It was at that point, that I did something random.

Before I owned planetbods.org, this website sat at the catchy URL of http://www.durge.org/~bods/ and whilst that no longer works, there is a similar, “hidden” URL that does. I decided to put in access to the comments script via that url

Bingo. Suddenly my test HttpClass script worked perfectly. And at that point, I remembered a nice little oddity to do with the server that hosts this site. When you SSH in and try to access www.planetbods.org (or any other domain hosted on it), the server configuration is wrong, and you always get the a Mandrake/Apache “Well done you’ve installed Apache” screen instead of the website you’re expecting.

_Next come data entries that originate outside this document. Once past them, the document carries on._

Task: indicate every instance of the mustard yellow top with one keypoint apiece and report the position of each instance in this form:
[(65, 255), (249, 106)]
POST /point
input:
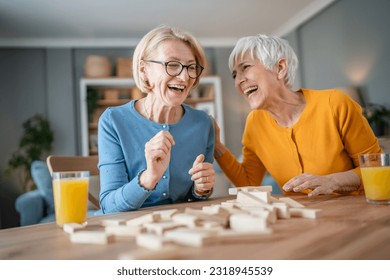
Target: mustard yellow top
[(328, 138)]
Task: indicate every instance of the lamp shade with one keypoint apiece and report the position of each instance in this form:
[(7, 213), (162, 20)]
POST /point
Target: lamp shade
[(353, 92)]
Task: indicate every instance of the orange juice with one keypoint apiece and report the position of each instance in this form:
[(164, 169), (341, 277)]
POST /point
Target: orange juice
[(70, 200), (376, 181)]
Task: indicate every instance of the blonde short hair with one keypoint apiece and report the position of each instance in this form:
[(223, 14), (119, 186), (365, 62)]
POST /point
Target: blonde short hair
[(268, 50), (150, 42)]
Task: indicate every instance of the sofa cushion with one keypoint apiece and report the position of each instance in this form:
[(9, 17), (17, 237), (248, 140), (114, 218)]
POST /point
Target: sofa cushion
[(42, 179)]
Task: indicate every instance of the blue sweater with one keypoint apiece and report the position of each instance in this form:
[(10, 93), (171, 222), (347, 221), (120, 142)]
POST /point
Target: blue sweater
[(122, 134)]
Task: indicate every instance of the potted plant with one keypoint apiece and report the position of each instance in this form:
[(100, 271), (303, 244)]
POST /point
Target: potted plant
[(378, 116), (36, 140)]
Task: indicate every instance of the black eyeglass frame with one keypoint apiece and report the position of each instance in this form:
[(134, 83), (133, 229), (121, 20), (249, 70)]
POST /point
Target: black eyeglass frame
[(182, 67)]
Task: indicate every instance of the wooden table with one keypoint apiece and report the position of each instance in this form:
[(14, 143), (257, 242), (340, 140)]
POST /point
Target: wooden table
[(348, 228)]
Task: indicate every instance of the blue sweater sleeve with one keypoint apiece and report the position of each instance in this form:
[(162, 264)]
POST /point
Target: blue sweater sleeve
[(122, 135), (113, 172)]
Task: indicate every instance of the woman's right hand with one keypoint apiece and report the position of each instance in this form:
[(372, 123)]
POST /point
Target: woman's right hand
[(157, 155), (219, 148)]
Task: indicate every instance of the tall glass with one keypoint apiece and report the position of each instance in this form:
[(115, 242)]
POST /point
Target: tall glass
[(70, 191), (375, 169)]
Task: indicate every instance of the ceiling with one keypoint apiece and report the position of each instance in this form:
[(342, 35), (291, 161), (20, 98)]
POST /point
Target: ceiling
[(89, 23)]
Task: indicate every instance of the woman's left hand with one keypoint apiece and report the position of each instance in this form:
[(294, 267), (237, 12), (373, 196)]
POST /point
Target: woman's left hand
[(203, 175), (342, 182)]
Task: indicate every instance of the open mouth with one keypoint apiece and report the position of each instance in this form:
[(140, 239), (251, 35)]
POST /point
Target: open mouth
[(179, 88), (250, 90)]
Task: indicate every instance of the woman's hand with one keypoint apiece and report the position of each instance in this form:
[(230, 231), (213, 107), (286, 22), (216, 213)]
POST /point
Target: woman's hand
[(157, 155), (342, 182), (203, 175), (219, 148)]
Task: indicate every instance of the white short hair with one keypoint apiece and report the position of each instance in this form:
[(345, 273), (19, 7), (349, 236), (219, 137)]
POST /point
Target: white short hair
[(268, 50)]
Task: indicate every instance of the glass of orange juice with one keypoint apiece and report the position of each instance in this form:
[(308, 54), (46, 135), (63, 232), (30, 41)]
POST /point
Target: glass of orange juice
[(375, 169), (70, 190)]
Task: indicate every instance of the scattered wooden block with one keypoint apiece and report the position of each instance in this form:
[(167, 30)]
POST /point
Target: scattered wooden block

Normally this isn’t a problem, but obviously HttpClass was getting that Apache page too. One change of domain later and everything was suddenly working fine. Well except for CGI not working properly, and the fact that everything on the “hidden” URL didn’t work properly because of the prepended “/~bods”.

Some hours later, and SpamFirewall is now installed and hopefully it will do its stuff and prevent spam from even getting too near Movable Type, yet alone published live without my say-so. We will see – comments are back now, but I’ll be keeping my eye on them.

Oh and if you’re a comment spammer, don’t for one minute think that you’ll be able to get through SpamFirewall by using the URLs above – I’m afraid I’ve now moved my copy of Movable Type to a completely different directory, and is… all nicely hidden.